Parfor for Python

Question

I am looking for a definitive answer to MATLAB's parfor for Python (Scipy, Numpy).

Is there a solution similar to parfor? If not, what is the complication for creating one?

UPDATE: Here is a typical numerical computation code that I need speeding up

import numpy as np

N = 2000
output = np.zeros([N,N])
for i in range(N):
    for j in range(N):
        output[i,j] = HeavyComputationThatIsThreadSafe(i,j)

An example of a heavy computation function is:

import scipy.optimize

def HeavyComputationThatIsThreadSafe(i,j):
    n = i * j

    return scipy.optimize.anneal(lambda x: np.sum((x-np.arange(n)**2)), np.random.random((n,1)))[0][0,0]

JudoWill · Answer 1 · 2011-01-17T17:38:33.413

The one built-in to python would be multiprocessing docs are here. I always use multiprocessing.Pool with as many workers as processors. Then whenever I need to do a for-loop like structure I use Pool.imap

As long as the body of your function does not depend on any previous iteration then you should have near linear speed-up. This also requires that your inputs and outputs are pickle-able but this is pretty easy to ensure for standard types.

UPDATE: Some code for your updated function just to show how easy it is:

from multiprocessing import Pool
from itertools import product

output = np.zeros((N,N))
pool = Pool() #defaults to number of available CPU's
chunksize = 20 #this may take some guessing ... take a look at the docs to decide
for ind, res in enumerate(pool.imap(Fun, product(xrange(N), xrange(N))), chunksize):
    output.flat[ind] = res

You should replace `output[ind]` by `output.flat[ind]` to make the code work. (`output` is a two-dimensional array and would need two indices.) — Sven Marnach, Jan 17 '11 at 06:57
@Sven: Thanks ... that comes from switching between matlab and python all the time. — JudoWill, Jan 17 '11 at 17:38

Sven Marnach · Accepted Answer · 2015-05-06T16:31:05.307

20

There are many Python frameworks for parallel computing. The one I happen to like most is IPython, but I don't know too much about any of the others. In IPython, one analogue to parfor would be client.MultiEngineClient.map() or some of the other constructs in the documentation on quick and easy parallelism.

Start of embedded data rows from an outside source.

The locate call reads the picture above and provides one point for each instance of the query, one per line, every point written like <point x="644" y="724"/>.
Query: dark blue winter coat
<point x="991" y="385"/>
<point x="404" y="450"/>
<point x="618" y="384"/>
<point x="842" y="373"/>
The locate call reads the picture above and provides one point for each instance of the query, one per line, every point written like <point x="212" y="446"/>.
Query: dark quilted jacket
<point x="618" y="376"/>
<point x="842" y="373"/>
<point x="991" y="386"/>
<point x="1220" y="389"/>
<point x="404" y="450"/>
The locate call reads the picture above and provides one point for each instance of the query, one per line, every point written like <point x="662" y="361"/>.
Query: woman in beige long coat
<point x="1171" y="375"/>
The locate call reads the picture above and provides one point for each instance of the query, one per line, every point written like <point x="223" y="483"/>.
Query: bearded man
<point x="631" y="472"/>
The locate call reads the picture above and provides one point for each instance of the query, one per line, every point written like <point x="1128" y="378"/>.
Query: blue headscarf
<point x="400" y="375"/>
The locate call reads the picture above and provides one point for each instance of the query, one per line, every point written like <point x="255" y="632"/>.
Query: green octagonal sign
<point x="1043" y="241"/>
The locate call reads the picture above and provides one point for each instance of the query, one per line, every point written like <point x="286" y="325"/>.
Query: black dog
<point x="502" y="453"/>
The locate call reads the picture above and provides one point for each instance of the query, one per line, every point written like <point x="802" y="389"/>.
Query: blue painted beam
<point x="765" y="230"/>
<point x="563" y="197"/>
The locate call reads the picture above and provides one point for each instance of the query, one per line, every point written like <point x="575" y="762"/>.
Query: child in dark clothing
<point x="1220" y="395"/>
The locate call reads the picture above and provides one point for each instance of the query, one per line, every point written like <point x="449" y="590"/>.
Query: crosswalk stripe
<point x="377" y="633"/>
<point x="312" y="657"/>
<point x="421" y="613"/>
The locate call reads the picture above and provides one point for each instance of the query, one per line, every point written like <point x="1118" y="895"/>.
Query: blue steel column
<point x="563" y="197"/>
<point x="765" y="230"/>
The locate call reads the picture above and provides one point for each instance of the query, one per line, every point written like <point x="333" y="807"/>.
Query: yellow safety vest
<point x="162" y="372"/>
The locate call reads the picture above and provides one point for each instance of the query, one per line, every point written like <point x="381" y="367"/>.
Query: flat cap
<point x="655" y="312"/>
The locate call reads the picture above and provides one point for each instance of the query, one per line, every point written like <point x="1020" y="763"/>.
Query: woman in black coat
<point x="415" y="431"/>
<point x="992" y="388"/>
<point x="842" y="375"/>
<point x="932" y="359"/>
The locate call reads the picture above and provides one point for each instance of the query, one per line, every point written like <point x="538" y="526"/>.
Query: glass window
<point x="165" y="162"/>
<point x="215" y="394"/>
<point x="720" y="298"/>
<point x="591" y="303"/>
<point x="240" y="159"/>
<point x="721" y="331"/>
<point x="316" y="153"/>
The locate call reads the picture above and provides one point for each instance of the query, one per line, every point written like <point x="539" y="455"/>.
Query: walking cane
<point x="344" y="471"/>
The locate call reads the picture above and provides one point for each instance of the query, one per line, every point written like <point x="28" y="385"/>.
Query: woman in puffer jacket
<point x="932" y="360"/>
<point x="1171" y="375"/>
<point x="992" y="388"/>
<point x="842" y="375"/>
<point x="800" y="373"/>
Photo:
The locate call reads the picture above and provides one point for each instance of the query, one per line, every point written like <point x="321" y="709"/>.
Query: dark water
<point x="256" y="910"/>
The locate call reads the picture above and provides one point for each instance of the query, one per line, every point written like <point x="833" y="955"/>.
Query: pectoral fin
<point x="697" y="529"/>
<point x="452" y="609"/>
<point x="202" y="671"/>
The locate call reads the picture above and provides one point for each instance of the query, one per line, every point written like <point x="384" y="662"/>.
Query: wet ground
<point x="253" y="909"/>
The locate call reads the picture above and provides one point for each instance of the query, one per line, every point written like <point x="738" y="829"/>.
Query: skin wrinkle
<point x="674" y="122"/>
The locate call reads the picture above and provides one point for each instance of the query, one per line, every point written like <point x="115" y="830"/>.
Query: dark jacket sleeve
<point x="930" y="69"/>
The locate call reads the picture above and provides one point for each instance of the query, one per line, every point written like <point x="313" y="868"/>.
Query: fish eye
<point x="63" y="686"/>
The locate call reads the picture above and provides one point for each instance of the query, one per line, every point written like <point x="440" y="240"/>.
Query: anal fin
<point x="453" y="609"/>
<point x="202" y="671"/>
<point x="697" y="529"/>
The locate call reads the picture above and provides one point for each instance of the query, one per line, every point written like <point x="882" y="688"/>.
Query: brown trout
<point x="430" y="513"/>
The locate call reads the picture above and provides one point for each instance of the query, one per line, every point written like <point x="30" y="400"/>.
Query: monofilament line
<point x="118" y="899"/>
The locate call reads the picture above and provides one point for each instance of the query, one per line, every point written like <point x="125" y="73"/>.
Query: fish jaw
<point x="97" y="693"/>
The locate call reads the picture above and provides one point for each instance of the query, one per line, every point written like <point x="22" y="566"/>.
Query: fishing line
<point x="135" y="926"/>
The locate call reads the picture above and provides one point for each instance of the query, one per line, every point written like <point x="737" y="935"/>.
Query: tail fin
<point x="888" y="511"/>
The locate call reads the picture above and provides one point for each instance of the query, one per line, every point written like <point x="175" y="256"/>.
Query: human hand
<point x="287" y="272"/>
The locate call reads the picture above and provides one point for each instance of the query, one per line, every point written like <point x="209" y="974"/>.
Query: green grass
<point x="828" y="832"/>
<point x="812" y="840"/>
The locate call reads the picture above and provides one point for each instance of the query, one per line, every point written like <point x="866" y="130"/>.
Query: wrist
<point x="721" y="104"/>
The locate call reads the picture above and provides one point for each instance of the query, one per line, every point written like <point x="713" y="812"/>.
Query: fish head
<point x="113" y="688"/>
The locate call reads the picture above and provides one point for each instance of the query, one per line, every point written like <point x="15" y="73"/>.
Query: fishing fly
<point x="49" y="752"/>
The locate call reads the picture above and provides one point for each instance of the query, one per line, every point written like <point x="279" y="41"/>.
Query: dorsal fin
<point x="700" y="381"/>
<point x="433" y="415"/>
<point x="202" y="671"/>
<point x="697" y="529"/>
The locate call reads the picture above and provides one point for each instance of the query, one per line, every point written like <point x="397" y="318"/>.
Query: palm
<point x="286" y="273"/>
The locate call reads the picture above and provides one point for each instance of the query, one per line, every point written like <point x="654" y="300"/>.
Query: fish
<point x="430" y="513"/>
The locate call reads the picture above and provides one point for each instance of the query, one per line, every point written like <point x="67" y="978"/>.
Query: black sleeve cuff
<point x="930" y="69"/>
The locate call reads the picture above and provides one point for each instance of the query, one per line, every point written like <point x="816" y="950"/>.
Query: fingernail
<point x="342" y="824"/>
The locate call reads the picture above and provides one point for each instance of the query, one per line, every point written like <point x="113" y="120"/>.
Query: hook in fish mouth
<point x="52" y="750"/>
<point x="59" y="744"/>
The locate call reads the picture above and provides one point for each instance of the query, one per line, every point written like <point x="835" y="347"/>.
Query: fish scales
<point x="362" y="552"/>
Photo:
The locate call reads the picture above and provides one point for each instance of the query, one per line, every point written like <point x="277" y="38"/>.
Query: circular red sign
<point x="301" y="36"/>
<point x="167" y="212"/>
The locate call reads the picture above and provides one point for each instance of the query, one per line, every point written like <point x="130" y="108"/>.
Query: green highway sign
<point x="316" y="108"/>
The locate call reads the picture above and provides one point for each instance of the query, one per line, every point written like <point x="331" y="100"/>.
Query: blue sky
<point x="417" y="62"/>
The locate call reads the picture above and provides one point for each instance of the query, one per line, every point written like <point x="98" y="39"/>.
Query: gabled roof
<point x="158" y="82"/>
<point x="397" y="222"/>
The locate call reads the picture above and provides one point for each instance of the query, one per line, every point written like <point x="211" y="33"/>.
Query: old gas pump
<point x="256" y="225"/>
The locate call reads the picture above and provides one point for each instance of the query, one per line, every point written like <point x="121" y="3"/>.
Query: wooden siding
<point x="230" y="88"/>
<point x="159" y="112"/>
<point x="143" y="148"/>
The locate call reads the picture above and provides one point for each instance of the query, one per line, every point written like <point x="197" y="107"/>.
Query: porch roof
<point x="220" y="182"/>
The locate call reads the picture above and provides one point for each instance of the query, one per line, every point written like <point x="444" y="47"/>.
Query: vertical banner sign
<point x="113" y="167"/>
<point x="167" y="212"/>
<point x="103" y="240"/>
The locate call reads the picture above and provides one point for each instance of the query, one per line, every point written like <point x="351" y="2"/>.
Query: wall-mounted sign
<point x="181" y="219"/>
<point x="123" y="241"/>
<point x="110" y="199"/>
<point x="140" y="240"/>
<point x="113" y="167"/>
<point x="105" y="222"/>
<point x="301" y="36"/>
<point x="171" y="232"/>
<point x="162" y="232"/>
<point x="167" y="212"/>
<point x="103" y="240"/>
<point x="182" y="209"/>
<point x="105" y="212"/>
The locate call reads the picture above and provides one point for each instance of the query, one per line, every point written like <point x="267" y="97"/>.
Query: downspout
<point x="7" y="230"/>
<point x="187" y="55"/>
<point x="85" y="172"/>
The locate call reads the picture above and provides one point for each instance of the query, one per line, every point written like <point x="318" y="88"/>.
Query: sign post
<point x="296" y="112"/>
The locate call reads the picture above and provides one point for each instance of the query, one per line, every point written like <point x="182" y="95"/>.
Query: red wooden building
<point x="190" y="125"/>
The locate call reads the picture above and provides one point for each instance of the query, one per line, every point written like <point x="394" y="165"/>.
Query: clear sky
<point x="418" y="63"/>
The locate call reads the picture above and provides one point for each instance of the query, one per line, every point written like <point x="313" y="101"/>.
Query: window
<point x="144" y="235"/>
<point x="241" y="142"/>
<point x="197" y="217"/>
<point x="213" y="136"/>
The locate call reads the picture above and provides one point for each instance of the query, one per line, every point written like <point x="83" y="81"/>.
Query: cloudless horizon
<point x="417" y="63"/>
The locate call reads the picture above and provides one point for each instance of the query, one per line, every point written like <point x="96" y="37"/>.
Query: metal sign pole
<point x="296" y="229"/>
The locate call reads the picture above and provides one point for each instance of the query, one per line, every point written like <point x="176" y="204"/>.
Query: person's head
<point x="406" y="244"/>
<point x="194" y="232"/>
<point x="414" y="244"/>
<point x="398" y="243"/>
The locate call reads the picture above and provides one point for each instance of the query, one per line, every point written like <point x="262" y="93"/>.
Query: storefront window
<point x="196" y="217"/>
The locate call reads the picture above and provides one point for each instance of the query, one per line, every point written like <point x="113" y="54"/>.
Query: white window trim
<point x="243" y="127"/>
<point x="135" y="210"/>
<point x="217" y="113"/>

edited May 06 '15 at 16:31

answered Jan 13 '11 at 16:41

Sven Marnach

574,206
118
941
841

1

+1 Didn't know about client.MultiEngineClient even though I do use IPython. Thanks for the steer! – David Heffernan Jan 13 '11 at 16:46
1

It is not apparent to me whether I can run a code sped up with IPython parallel computing framework in script mode, i.e. not running through ipython. – Dat Chu Jan 13 '11 at 17:17
@Dat Chu: Of course you can. Just write the commands you would type at the prompt in a file an run it with Python. (Is this what you are asking for?) – Sven Marnach Jan 13 '11 at 18:05
1

Up-to-date link to [the documentation on quick and easy parallelism](http://ipython.org/ipython-doc/stable/parallel/parallel_multiengine.html#quick-and-easy-parallelism). – tsh Aug 30 '11 at 13:41
Sven, I think you mean parfor where you write matfor. – A. Donda May 06 '15 at 15:05
Actually that is where the pain come from. There are too many of them and none of them suit for all propose. And you need to try out which works and which doesn't yourself. And which is faster in which case. Sometimes some implementation will be even slower than no parallel. – River May 05 '20 at 16:26
1

@River Yes, optimising code is tedious, and parallelism is hard. I suggest you start with multiprocessing, which is part of the standard library. – Sven Marnach May 05 '20 at 17:51

score 11 · Answer 3 · edited Jun 20 '20 at 09:12

Jupyter Notebook

To see an example consider you want to write the equivalence of this Matlab code on in Python

matlabpool open 4
parfor n=0:9
   for i=1:10000
       for j=1:10000
           s=j*i   
       end
   end
   n
end
disp('done')

The way one may write this in python particularly in jupyter notebook. You have to create a function in the working directory (I called it FunForParFor.py) which has the following

def func(n):
    for i in range(10000):
        for j in range(10000):
            s=j*i
    print(n)

Then I go to my Jupyter notebook and write the following code

import multiprocessing  
import FunForParFor

if __name__ == '__main__':
    pool = multiprocessing.Pool(processes=4)
    pool.map(FunForParFor.func, range(10))
    pool.close()
    pool.join()   
    print('done')

This has worked for me! I just wanted to share it here to give you a particular example.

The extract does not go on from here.